Everywhere You Look
Thursday, December 13th, 2007On Friday, HiRISE released over 1200 color observations. This was our first large release of the color products (not counting the 140+ images of MSL candidate sites released back in October). I was asked recently if our images look fairly similar to one another, or if they are all completely different. Well, you can now judge that for yourselves, but I feel the answer clearly tends toward the latter. The variety of terrain types on Mars is wider than you might have expected, and everywhere you look you’ll find something spectacular.
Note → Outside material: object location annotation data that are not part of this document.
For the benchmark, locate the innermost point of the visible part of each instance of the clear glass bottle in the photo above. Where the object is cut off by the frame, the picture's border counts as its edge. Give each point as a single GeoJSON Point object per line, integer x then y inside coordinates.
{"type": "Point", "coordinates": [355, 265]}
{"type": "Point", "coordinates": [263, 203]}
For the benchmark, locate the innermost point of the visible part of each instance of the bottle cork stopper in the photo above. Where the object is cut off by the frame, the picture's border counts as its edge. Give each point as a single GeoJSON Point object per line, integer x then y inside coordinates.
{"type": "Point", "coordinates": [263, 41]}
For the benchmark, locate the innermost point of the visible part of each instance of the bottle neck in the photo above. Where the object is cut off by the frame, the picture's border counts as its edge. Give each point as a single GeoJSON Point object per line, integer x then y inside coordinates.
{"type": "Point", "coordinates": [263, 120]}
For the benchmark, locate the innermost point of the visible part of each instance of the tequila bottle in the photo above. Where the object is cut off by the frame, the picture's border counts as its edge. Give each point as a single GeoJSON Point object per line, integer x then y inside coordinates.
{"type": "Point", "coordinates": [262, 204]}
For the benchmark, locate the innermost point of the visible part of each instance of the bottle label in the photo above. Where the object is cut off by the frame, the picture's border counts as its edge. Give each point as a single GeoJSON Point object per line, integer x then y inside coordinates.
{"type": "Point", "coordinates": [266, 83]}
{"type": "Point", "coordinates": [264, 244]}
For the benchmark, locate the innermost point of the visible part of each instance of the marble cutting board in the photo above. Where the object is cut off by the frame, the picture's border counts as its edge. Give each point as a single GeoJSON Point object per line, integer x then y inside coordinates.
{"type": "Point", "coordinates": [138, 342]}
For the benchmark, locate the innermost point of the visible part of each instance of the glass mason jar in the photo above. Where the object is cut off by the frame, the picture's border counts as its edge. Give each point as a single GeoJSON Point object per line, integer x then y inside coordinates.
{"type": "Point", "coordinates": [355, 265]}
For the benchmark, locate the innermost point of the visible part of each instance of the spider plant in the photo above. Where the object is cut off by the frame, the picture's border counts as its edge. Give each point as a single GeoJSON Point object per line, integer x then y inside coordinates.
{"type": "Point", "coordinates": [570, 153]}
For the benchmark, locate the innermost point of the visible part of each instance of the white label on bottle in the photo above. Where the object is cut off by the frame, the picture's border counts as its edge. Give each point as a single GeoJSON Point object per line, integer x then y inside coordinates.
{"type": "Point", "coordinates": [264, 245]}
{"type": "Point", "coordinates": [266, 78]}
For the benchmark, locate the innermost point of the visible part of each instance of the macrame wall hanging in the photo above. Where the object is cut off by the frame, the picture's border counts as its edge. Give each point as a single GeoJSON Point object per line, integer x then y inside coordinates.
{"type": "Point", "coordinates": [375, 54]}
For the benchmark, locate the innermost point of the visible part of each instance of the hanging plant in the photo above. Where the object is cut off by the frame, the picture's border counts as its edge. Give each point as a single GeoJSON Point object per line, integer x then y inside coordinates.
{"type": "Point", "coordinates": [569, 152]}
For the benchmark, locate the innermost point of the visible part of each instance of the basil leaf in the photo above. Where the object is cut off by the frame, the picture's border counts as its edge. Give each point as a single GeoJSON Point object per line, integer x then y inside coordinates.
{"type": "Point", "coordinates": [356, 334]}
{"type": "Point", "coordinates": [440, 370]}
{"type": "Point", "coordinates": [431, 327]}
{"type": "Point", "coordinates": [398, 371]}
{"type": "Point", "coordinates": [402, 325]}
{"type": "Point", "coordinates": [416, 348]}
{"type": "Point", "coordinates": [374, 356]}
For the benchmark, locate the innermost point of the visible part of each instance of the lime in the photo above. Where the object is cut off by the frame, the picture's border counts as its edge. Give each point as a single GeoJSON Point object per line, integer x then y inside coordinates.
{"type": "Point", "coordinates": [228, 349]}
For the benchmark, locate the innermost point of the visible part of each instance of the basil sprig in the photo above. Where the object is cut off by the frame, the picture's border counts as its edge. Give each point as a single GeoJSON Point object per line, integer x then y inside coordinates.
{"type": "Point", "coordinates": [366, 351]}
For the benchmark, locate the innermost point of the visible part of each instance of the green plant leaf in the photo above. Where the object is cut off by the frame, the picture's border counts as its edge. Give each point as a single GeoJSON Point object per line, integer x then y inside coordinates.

But I’d like to showcase one image in particular. Within this single image, there is a remarkable progression of landforms, in a view running down a small portion in the interior of Valles Marineris, the “Grand Canyon of Mars.” Here are a selected set of sub-images from the RGB color product; each thumbnail links to a larger view. All of the original products are available at our website.
At the top of the image is a flat, cratered plain, very much what one thinks of as typically Martian. The edge is abrupt, leading immediately to a steep descent crossing multiple layers of bedrock. The accumulating aprons of debris are channeled down between rocky ridges.
A number of boulder tracks are visible, remnants of mighty tumbles. You can follow one of these tracks for something like a kilometer down into the middle portion of the image. Here is a small part of this track.
Farther down, a network of scalloped terrain has formed in what must be a transition zone from the upper, steeper section and the lower, flatter step. What’s interesting to me about this section is, as shown in the image below, the scalloped edges form a stunning pattern of bifurcation.